The research carried out at the Max-Planck Institute for Extraterrestrial Physics (in Garching, Germany), headed by Eva Noyola, shows stars near the center of Omega Centauri orbiting something very fast. In fact, this something is invisible for a reason. Calculating this invisible object’s mass, it is most likely that the group are observing an intermediate-size black hole with the mass of 40,000 solar masses. They have investigated other possibilities, perhaps the fast-orbiting stars could be accelerated by the collective mass of small, weakly radiating bodies such as white dwarves, or the orbiting stars’ have highly elliptical orbits and the point of closest approach is currently being observed, giving the impression they are going faster.
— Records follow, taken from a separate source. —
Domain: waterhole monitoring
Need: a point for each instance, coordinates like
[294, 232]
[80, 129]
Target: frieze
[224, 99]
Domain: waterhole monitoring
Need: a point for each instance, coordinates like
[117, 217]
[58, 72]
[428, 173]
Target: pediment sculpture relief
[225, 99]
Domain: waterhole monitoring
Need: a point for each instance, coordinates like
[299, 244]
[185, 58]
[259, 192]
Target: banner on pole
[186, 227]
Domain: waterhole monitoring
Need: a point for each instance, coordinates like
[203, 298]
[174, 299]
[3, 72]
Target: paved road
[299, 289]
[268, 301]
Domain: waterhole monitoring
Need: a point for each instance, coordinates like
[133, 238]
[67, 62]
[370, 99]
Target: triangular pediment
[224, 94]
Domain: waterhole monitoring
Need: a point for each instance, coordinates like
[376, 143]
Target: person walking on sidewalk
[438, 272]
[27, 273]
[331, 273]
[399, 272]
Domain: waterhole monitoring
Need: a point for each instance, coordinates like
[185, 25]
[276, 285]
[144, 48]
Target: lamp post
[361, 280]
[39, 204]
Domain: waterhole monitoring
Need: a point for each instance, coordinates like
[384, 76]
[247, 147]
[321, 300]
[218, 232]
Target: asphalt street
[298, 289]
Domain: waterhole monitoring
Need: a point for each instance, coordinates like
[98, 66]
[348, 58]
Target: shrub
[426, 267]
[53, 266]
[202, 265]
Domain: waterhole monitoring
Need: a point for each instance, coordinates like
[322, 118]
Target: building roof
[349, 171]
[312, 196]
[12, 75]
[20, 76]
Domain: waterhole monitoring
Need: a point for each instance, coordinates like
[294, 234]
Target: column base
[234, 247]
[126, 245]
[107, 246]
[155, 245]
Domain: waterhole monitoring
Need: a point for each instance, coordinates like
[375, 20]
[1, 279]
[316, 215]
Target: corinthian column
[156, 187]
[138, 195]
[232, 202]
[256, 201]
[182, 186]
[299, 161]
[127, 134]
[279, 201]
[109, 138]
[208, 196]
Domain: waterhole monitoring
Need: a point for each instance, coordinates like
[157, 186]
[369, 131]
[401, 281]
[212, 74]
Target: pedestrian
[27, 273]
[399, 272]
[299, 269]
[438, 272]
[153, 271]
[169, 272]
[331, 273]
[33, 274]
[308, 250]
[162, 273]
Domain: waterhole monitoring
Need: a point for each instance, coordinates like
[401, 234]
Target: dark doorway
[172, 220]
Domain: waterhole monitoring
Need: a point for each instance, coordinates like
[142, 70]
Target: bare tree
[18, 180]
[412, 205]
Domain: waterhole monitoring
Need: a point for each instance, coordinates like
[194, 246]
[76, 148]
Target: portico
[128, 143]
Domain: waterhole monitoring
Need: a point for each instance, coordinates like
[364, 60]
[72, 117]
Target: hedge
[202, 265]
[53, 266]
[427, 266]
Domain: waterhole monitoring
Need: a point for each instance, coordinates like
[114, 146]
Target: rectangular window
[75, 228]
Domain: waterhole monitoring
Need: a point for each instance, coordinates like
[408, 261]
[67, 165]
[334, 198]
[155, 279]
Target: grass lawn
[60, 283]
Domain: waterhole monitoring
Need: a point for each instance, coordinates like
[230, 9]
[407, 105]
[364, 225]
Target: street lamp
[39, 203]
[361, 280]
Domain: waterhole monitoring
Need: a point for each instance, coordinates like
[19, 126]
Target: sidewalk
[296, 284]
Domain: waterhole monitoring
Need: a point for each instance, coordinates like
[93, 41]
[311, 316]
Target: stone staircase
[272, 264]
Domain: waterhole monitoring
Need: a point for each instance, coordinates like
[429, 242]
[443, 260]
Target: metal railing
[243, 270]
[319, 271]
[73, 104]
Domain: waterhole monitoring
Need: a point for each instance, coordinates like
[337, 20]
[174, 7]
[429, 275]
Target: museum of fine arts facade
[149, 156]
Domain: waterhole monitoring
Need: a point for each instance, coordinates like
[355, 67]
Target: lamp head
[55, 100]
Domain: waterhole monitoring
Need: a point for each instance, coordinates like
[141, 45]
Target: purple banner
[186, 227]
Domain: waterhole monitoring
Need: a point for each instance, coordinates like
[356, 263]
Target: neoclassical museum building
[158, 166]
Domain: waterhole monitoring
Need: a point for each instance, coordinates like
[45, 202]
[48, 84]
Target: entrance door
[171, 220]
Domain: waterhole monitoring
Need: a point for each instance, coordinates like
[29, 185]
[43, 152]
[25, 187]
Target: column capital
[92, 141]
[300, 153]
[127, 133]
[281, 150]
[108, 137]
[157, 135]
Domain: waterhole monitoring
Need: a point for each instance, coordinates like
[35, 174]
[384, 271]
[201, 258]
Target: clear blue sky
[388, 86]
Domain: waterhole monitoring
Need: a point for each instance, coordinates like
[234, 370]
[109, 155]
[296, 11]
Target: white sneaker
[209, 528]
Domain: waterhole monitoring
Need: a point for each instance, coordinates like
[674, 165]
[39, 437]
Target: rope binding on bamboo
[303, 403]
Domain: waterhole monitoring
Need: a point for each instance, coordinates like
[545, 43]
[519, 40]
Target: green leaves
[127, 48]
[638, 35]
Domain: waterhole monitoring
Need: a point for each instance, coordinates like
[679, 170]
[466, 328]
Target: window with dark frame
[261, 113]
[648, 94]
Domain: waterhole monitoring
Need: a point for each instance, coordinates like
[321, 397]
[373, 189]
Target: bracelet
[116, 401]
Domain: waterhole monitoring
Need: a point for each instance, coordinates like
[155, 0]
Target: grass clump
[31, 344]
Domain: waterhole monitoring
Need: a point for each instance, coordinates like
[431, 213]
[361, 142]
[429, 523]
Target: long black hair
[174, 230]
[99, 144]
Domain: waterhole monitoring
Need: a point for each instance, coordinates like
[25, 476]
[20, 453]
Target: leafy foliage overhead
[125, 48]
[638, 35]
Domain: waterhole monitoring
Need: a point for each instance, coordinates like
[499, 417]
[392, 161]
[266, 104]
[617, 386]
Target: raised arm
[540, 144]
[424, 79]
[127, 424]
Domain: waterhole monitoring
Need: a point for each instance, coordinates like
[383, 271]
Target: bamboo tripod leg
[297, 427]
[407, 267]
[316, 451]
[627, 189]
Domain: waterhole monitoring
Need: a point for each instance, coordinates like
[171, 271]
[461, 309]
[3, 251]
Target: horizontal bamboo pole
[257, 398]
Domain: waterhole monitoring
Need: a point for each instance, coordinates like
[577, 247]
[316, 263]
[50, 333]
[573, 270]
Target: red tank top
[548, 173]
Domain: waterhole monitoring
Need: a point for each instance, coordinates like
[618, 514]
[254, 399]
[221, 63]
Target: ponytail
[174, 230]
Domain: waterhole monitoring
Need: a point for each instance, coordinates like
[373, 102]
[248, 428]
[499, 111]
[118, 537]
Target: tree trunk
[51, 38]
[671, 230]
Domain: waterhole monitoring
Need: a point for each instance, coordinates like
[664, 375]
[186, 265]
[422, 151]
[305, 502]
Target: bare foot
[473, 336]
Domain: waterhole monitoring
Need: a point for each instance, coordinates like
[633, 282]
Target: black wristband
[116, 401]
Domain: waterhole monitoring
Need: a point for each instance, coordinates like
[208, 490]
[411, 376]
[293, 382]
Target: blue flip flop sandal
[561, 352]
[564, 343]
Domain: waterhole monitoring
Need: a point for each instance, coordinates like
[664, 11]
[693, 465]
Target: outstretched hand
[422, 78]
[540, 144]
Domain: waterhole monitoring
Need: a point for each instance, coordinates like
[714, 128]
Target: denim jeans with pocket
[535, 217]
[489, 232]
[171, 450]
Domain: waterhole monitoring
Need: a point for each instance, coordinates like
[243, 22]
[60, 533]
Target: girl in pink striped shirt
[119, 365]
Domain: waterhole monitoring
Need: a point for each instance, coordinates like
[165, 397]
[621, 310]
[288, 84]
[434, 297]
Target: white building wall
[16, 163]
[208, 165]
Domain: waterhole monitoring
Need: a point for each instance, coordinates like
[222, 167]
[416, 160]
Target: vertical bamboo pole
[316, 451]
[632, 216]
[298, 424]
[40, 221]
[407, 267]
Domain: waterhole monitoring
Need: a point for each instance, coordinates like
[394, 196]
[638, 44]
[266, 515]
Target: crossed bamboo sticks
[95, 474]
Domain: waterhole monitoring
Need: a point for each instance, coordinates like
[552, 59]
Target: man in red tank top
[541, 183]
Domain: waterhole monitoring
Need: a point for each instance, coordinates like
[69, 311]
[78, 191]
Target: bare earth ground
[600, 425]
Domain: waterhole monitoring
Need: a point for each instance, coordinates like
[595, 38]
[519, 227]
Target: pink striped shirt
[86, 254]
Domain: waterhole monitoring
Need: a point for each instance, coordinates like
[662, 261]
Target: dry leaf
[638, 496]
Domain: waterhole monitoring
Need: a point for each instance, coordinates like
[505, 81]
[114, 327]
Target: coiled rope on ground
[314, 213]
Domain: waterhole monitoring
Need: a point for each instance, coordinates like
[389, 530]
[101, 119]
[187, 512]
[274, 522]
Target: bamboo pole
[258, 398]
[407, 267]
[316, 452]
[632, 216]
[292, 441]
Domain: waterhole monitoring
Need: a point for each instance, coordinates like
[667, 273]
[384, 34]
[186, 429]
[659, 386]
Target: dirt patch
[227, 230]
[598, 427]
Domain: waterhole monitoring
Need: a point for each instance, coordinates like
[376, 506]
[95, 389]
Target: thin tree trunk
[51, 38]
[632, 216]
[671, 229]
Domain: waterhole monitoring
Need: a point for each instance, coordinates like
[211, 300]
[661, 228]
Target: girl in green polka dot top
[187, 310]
However, the intermediate-size black hole theory appears to fit the situation far better.

This is a highly significant discovery, as so far there has been little linking the smaller, stellar black holes with the supermassive ones that sit in the center of large galaxies such as our own. There have been many theories put forward about how these huge black holes may have formed, but to find an intermediate-sized black hole may be the missing link and will help astrophysicists understand how supermassive black holes are “seeded” in the first place.

This result shows that there is a continuous range of masses for black holes, from supermassive, to intermediate-mass, to small stellar mass types […] We may be on the verge of uncovering one possible mechanism for the formation of supermassive black holes. Intermediate-mass black holes like this could be the seeds of full-sized supermassive black holes.” – Eva Noyola.